A variety of factors are driving the longer waits, local department heads say, such as an increased number of patients and an ongoing shortage of nurses.

“Unfortunately, there are no easy answers or quick fixes to this health care conundrum,” Dr. Harneet Sethi, chair of the emergency department at Cheshire Medical Center in Keene, wrote in a recent column in The Sentinel describing the problem.
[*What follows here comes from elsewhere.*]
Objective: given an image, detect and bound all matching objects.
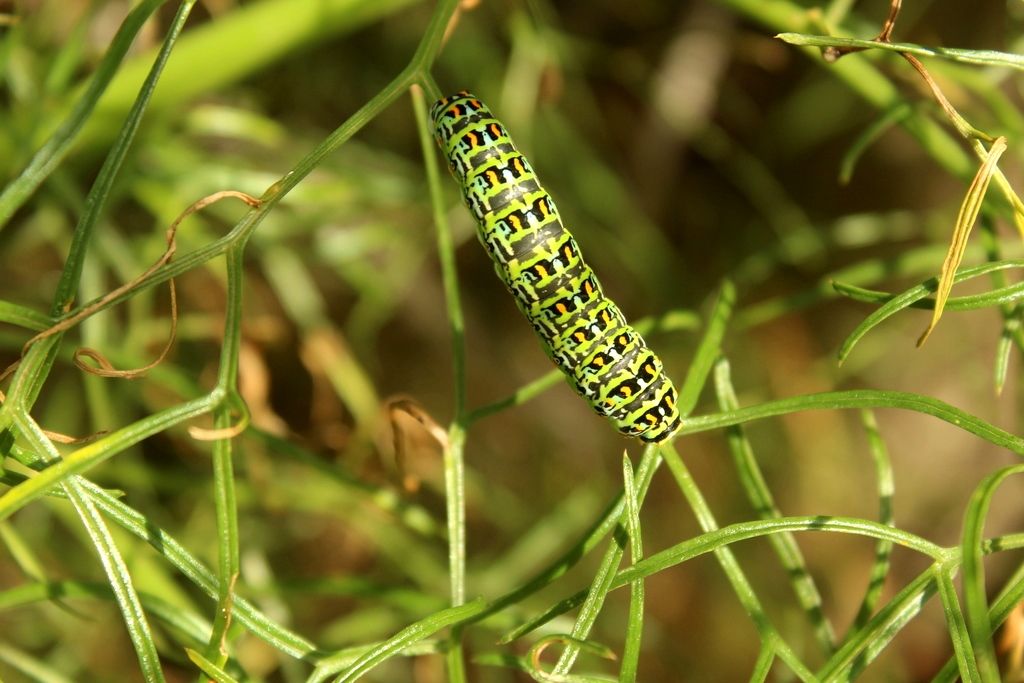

Nationwide, patients spent a median of roughly two hours and 43 minutes in emergency departments, according to Centers for Medicare and Medicaid Services data for the 12-month average ending March 2023, the latest available data. This statistic measures the time patients spent in the emergency department before leaving from the visit.

In the same time period, the Granite State essentially matched the national median, with patients in New Hampshire emergency departments waiting for about two hours and 44 minutes, the federal data show.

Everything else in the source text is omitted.